Quando Griboyedov e sua comitiva estavam prestes a deixar Teerã para a "capital diplomática" da Pérsia, Tabriz, Markarian foi até eles e pediu-lhes que os ajudassem a voltar para casa. O embaixador tentou dissuadir o detentor dos segredos de Estado, mas insistiu, salientando que era seu direito ao abrigo do acordo de Turkmanchay. Não havia nada a objetar.

Mirza Yakub, que estava prestes a emigrar, pode ter sido mais perigoso para a corte do Xá do que Edward Snowden foi para a CIA. Como escreveu o secretário Maltsov, "o xá teve que exterminar esse homem, que conhecia toda a história secreta de sua vida doméstica, todas as fofocas de seu harém". Além disso, Yakub, acrescentou a testemunha ocular persa, poderia divulgar segredos financeiros para tornar mais fácil para o embaixador conseguir o resto da indenização. O Xá se sentiu humilhado, não queria pagar as contas e tinha medo da rebelião, pois depois da derrota na guerra, o prestígio da dinastia ficou muito abalado e o povo resmungou com as extorsões. A humilhação não é perdoada.
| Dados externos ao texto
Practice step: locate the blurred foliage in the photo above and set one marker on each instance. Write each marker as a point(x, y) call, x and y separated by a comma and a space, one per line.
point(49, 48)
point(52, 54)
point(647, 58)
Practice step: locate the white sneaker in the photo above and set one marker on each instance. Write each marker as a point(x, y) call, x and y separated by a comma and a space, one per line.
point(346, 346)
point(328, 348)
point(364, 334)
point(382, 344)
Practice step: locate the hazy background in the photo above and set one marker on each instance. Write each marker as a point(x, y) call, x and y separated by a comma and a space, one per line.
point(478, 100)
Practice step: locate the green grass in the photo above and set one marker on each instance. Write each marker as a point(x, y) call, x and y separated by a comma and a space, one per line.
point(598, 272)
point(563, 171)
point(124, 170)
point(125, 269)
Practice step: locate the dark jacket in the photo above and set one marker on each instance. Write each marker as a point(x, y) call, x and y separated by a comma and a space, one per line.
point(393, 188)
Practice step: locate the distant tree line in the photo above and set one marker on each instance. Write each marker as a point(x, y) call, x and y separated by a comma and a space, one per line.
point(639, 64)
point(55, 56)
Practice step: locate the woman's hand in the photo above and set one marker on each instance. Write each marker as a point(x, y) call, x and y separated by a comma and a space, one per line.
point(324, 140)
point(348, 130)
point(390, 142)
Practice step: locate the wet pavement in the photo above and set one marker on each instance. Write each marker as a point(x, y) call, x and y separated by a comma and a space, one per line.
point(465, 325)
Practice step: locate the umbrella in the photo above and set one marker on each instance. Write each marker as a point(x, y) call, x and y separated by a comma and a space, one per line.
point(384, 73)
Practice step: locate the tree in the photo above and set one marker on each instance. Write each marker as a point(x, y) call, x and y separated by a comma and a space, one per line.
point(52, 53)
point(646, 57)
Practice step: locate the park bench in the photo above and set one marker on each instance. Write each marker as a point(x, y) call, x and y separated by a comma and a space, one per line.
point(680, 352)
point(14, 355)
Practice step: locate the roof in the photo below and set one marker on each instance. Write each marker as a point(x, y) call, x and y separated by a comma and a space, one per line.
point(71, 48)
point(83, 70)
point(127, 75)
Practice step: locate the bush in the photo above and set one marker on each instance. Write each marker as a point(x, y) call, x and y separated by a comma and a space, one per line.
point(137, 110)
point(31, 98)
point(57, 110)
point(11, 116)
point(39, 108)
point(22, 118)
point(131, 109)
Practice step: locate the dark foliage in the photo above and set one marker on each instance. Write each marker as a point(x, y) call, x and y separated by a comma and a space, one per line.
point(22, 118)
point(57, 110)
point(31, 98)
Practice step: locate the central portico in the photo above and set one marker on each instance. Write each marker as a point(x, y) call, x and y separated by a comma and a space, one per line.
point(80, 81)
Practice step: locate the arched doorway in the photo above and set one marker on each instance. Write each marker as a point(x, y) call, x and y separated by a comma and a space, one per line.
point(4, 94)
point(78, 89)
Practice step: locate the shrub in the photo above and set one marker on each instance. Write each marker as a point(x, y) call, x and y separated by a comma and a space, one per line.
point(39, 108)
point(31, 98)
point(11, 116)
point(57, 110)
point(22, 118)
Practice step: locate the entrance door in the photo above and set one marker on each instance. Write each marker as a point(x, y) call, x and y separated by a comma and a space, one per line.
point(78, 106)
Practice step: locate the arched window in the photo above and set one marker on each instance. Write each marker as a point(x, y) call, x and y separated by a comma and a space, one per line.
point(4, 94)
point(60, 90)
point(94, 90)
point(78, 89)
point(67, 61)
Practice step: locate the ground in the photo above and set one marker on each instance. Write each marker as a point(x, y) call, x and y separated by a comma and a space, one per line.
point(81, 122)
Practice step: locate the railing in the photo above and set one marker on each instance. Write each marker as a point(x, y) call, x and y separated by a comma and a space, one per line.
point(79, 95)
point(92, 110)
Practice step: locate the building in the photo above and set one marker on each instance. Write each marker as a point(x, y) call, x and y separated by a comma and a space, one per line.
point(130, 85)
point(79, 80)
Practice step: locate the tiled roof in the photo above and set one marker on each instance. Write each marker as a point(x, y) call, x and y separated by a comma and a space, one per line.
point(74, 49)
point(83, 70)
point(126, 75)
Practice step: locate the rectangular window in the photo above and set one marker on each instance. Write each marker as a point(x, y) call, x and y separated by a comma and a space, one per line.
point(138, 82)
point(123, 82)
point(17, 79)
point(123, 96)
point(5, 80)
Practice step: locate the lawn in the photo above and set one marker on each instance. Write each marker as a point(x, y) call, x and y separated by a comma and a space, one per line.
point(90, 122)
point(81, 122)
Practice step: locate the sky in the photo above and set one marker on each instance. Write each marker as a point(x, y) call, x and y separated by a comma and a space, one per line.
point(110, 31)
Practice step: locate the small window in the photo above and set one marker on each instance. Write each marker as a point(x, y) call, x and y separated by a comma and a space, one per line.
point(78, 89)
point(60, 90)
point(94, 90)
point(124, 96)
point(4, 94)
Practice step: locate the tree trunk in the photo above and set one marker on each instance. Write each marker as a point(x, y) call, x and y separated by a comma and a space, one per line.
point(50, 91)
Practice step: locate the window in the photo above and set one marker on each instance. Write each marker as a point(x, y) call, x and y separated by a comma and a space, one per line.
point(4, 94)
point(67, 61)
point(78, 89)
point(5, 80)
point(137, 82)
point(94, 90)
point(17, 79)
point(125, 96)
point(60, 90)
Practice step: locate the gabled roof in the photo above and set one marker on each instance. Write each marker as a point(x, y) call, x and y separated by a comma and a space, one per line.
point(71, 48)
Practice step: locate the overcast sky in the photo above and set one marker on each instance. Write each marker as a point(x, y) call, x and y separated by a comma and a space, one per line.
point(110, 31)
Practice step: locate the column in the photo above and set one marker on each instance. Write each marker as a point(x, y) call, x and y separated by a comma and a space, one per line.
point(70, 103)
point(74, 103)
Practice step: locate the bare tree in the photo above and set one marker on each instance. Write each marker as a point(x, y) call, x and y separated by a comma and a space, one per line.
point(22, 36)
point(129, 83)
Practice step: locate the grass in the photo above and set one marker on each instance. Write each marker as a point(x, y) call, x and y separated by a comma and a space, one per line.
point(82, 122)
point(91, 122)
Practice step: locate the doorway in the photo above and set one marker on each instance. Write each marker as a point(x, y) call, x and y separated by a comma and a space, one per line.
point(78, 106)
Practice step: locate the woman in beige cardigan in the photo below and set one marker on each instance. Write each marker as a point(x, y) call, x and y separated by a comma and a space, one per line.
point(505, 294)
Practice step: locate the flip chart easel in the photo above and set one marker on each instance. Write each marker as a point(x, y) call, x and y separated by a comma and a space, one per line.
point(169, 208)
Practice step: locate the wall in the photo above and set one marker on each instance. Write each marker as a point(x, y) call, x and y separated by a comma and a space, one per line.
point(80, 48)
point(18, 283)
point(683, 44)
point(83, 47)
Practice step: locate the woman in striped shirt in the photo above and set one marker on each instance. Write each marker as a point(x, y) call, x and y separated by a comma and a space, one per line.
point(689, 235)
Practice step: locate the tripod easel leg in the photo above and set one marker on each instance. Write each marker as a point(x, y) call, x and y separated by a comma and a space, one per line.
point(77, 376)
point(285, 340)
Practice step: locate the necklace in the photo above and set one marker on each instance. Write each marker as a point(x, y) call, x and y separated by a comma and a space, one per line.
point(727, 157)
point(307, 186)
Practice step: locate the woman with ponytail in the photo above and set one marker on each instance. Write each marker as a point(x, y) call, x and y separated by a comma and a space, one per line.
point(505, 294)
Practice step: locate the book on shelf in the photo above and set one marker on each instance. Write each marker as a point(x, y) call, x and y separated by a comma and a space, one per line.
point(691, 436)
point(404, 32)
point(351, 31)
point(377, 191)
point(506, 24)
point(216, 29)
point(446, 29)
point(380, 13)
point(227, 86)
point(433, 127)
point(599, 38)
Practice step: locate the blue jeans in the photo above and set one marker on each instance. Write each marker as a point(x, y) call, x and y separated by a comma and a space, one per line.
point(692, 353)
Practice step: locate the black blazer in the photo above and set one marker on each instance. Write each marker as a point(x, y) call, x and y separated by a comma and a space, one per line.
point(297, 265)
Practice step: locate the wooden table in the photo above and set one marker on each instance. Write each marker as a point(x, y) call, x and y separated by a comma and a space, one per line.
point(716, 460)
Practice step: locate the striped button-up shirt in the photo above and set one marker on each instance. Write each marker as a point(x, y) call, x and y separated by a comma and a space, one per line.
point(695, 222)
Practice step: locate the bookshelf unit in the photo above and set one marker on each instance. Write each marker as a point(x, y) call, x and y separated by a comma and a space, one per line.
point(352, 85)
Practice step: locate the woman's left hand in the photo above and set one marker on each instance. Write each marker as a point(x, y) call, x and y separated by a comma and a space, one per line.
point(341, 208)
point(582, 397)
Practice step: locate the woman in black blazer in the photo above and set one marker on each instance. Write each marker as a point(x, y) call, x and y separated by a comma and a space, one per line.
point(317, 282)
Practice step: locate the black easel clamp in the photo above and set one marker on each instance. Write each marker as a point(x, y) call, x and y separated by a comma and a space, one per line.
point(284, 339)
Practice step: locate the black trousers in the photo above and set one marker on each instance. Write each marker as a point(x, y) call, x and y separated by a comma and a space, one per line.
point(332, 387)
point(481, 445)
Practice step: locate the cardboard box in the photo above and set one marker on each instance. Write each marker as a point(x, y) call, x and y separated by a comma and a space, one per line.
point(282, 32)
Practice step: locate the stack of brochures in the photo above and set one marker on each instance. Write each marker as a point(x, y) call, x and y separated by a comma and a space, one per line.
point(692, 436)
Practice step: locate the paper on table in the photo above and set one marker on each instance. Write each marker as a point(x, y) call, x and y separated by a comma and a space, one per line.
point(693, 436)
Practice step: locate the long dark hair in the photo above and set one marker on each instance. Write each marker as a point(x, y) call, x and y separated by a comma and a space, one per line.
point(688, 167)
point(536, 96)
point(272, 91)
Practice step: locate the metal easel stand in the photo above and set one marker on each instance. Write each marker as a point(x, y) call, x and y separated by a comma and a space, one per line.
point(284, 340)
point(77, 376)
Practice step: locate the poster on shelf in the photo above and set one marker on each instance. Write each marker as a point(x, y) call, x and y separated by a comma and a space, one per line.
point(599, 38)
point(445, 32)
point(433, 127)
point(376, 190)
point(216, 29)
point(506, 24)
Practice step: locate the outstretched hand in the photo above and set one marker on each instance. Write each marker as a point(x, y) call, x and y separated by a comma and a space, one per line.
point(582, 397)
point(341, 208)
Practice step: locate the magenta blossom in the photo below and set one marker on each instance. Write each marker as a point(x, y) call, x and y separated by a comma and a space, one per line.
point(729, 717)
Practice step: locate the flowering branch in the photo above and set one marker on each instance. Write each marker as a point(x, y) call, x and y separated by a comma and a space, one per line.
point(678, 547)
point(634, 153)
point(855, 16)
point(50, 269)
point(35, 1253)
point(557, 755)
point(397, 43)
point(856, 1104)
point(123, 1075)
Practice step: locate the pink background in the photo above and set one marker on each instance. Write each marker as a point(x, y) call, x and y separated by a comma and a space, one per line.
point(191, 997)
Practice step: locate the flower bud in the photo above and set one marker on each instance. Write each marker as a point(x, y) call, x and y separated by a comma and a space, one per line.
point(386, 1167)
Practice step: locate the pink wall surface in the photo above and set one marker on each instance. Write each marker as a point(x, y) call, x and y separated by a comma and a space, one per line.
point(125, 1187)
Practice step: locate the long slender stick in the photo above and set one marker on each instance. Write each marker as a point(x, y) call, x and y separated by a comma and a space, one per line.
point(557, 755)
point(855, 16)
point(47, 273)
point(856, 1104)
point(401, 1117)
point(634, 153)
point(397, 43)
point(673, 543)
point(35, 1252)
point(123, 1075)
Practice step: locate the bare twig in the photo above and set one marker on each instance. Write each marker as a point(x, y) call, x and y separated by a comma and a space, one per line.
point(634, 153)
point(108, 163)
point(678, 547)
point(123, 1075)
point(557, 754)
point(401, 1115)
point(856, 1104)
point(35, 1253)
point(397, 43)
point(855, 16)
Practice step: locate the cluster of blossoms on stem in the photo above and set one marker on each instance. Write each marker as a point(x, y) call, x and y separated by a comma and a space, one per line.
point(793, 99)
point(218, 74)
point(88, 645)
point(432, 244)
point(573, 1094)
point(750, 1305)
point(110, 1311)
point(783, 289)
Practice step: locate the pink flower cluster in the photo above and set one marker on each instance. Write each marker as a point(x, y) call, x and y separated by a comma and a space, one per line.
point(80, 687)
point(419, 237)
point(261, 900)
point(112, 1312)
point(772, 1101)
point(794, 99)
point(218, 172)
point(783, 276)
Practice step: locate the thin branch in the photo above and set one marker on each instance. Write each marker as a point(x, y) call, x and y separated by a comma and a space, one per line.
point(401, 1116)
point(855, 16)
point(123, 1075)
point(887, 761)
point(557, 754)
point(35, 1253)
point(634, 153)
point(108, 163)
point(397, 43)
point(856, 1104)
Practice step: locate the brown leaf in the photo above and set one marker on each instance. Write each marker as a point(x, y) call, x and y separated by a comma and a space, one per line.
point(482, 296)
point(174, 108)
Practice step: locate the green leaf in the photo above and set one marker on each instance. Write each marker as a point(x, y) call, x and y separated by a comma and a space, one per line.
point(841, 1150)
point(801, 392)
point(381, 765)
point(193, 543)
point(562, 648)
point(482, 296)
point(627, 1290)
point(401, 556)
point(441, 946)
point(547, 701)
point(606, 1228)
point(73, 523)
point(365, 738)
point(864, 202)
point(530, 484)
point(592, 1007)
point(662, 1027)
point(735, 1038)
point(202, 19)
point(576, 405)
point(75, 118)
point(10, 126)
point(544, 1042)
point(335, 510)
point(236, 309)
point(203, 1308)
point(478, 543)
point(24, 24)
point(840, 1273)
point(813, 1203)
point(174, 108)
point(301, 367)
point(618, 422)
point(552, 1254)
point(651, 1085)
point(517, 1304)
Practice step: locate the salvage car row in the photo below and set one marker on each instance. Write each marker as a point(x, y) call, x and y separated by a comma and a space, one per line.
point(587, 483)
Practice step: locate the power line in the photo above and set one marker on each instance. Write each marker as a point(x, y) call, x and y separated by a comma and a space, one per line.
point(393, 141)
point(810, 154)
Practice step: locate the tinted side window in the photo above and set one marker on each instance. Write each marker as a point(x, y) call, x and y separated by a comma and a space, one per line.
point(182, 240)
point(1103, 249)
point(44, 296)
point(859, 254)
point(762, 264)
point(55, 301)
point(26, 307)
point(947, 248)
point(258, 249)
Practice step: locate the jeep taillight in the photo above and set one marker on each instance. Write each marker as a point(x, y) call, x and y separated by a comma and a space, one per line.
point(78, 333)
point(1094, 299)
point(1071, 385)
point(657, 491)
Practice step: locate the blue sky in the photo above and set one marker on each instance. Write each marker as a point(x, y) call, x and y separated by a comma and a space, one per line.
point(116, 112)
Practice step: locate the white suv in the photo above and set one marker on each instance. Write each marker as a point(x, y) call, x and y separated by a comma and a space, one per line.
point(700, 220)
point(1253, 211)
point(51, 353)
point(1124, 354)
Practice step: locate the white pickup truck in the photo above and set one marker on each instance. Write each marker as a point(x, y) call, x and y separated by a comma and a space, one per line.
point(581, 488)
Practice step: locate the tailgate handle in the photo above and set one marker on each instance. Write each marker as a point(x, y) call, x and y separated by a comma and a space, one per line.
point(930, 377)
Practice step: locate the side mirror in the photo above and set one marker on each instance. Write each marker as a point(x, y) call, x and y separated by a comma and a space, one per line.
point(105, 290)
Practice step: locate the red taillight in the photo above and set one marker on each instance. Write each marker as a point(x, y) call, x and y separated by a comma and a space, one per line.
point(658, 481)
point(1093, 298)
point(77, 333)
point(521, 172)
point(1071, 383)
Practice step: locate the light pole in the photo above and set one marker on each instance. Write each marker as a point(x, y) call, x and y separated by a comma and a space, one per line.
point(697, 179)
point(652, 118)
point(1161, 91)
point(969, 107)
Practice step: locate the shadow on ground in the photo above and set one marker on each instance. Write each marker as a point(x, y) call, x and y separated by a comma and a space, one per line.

Eles tentaram prender Mirza Yakub sob a acusação de peculato, mas não conseguiram provar nada. O embaixador russo se recusou legalmente a extraditá-lo. E então rumores se espalharam pela cidade de que o desertor estava insultando não apenas o Xá, mas também a verdadeira fé. O mulá supremo de Teerã, Mirza-Mesih, pediu a punição de Yakub e a punição da missão russa. Em 30 de janeiro (estilo antigo) de 1829, o povo se reuniu em mesquitas, onde os mulás imploraram para ir à embaixada e destruir os ímpios. Primeiro, os habitantes da cidade separaram Mirza Yakub e depois mataram quase toda a missão russa. Uma multidão que foi apontada para um estranho como objeto de ódio é um elemento terrível.

Ao mesmo tempo, os guardas persas da missão estavam desarmados durante o ataque. Suas armas, por algum motivo dobradas no sótão, foram para os desordeiros que se dirigiram ao telhado. Os sitiados aguardavam socorro, mas, segundo o secretário persa, o governador de Teerã Zilli Sultan, filho do xá, ouviu docilmente os insultos da turba e, em vez de dispersar a multidão com a ajuda de destacamentos a ele subordinados, retirou-se e trancou-se no palácio. Entre os agressores da embaixada, o povo do genro do xá Allayar Khan foi visto: eles vieram para os cativos. Existem muitas evidências não apenas de inércia, mas também da conivência direta das autoridades. Além disso, as autoridades são de alto nível. O principal inspirador dos fanáticos religiosos Mirza-Mesikh foi durante o ataque … com o Xá.

BIOGRAFIA

Quando as preocupações com uma possível guerra com a Rússia diminuíram, descobriu-se que o xá e sua corte foram os que mais se beneficiaram com a derrota da embaixada. O povo retirou as queixas acumuladas de estranhos, Nicolau I perdoou à Pérsia o nono kurur de indenização (cerca de 2 milhões de rublos em prata), adiou o pagamento do décimo por cinco anos, e o perigoso informante e embaixador intratável foi destruído pelo humano elemento.